China imports fall and export growth slows in November

China's stuttering economy suffered another blow in November as export growth slowed sharply and imports surprisingly contracted, government data showed Monday, resulting in a record monthly trade surplus.

Beijing: China's stuttering economy suffered another blow in November as export growth slowed sharply and imports surprisingly contracted, government data showed Monday, resulting in a record monthly trade surplus.

Exports from the world's second-largest economy expanded 4.7 percent year-on-year to USD 211.66 billion in November, while imports dropped 6.7 percent to USD 157.19 billion, the General Administration of Customs said.

The surplus soared 61.4 percent to a record USD 54.47 billion in the month, Customs said, beating August's previous record of USD 49.8 billion.

Median forecasts had been for exports to increase 8.0 percent and imports to rise 3.9 percent, according to a survey of 16 economists by Dow Jones Newswires.

The latest figures come as China is assailed by industrial weakness, falling property prices and high corporate and local government debt burdens, prompting the central bank last month to cut benchmark interest rates for the first time in more than two years.

Gross domestic product (GDP) grew an annual 7.3 percent in the third quarter, the slowest since the height of the global financial crisis in early 2009.

The sharp slowdown in export growth means there is a risk growth this year will come in below 7.5 percent "as both domestic and external demand weakened", ANZ economists Liu Li-Gang and Zhou Hao said in a report reacting to the data.

On imports, they added, "the large decline was way out of our expectation".

Lu Ting and Sylvia Sheng at Bank of America Merrill Lynch pointed to slumping oil and commodity prices as the driver, adding: "We estimate China could save around USD 72 billion in oil imports in 2015."

China's official GDP growth target for 2014 is "about 7.5 percent", though officials including Premier Li Keqiang have said the figure is not set in stone and could come in below that number.

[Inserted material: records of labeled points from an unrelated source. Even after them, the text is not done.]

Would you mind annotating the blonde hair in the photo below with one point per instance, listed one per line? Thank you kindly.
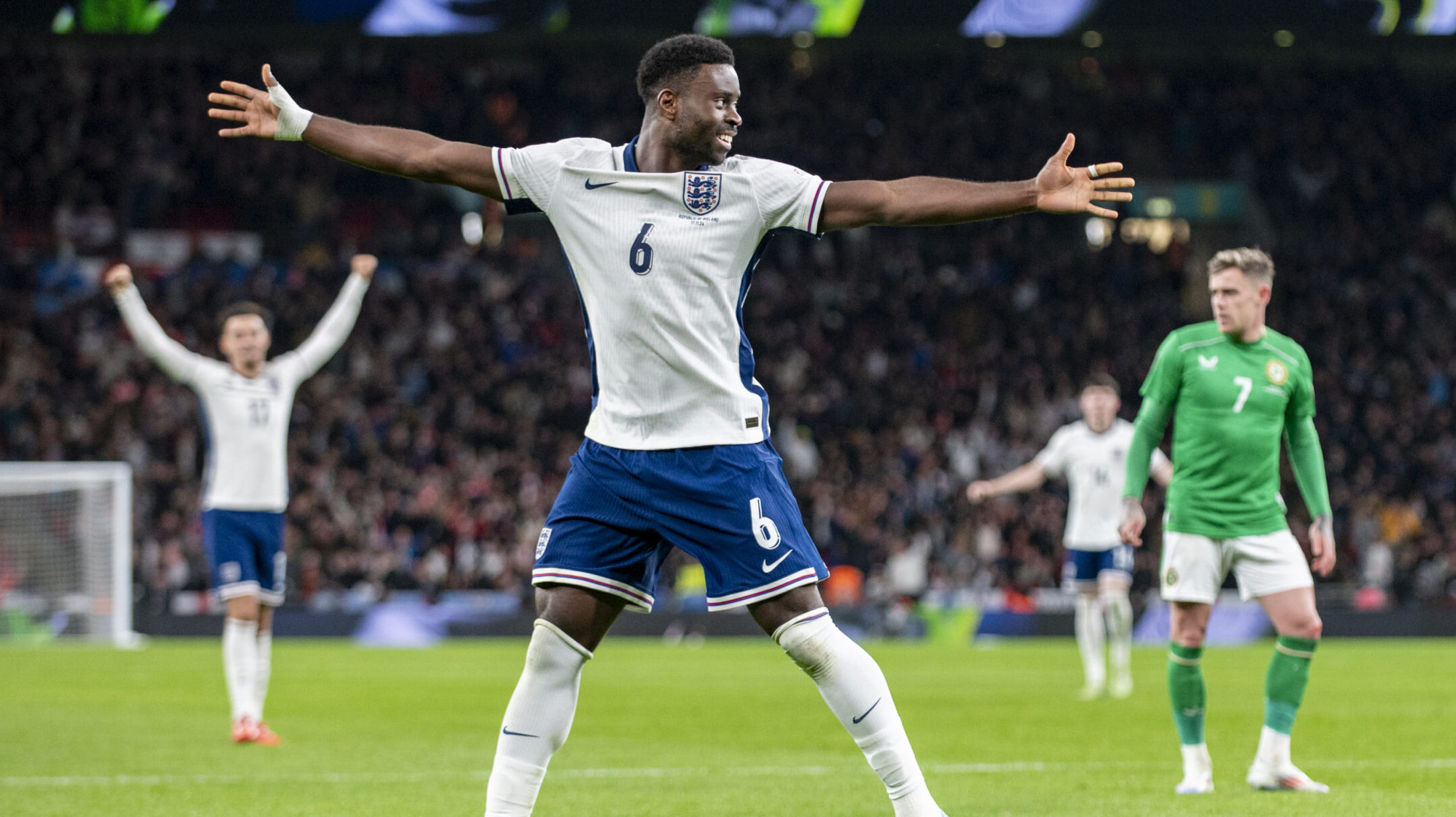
(1251, 259)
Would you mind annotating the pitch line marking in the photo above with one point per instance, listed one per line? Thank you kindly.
(1028, 767)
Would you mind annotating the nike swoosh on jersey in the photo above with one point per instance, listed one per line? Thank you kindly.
(777, 562)
(868, 711)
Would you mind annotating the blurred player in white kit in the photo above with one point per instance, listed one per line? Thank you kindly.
(1091, 455)
(247, 404)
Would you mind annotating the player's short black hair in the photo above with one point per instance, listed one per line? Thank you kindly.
(1101, 380)
(672, 58)
(243, 308)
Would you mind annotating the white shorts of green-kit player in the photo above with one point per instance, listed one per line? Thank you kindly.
(1195, 566)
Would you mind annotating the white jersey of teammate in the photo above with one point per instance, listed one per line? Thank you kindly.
(1094, 465)
(247, 417)
(663, 264)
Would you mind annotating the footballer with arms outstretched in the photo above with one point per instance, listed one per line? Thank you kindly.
(247, 404)
(1234, 389)
(661, 235)
(1091, 455)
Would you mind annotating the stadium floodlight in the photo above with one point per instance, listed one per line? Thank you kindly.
(66, 551)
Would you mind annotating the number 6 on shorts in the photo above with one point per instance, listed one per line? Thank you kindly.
(763, 527)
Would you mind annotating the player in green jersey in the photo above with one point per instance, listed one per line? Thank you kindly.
(1235, 388)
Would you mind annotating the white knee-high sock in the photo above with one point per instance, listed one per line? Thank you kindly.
(1119, 630)
(536, 722)
(264, 672)
(241, 664)
(857, 692)
(1089, 640)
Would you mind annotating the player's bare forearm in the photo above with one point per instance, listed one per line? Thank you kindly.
(929, 200)
(1024, 478)
(922, 202)
(274, 114)
(401, 152)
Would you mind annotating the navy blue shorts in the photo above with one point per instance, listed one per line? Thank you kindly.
(245, 550)
(621, 511)
(1084, 568)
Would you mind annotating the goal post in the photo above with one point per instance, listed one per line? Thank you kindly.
(66, 551)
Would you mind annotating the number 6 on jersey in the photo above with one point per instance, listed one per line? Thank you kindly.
(641, 255)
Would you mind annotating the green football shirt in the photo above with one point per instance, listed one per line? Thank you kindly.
(1231, 402)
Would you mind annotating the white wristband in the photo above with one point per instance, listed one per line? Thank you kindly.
(292, 118)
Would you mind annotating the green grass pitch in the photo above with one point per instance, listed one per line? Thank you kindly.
(730, 728)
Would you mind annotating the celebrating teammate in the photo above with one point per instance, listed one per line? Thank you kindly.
(1235, 388)
(1091, 455)
(663, 235)
(247, 404)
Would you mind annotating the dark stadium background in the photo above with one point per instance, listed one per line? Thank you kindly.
(900, 363)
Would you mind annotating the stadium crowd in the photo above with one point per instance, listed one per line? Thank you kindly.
(900, 363)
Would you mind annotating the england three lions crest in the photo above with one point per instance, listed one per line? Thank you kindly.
(702, 191)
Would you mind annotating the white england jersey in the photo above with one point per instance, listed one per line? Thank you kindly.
(1094, 465)
(247, 417)
(663, 264)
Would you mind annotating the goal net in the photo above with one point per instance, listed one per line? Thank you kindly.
(66, 552)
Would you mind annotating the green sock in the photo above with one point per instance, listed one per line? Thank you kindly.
(1187, 692)
(1285, 683)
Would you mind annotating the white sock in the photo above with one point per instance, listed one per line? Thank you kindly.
(1273, 749)
(241, 664)
(1196, 761)
(1089, 640)
(264, 671)
(857, 692)
(1119, 611)
(536, 722)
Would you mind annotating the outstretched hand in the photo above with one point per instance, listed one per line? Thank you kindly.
(1322, 545)
(1133, 522)
(247, 105)
(363, 265)
(117, 279)
(1075, 189)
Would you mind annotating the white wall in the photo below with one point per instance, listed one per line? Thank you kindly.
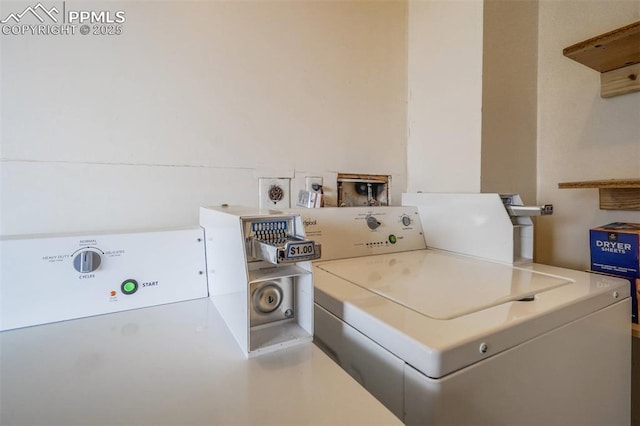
(445, 96)
(580, 135)
(191, 104)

This week's annual Central Economic Work Conference will be closely watched for clues as to this year's goal, although its conclusions will probably not be formally unveiled until March.

Economists increasingly expect a lowering of the target to about seven percent owing to the downward pressures as well as a commitment by authorities who speak of a "new normal" to transform China's economic model to one driven by consumers rather than state-led investment.

China last lowered the target in 2012, to 7.5 percent from 8.0 percent. A drop to 7.0 percent would be the lowest since 2004.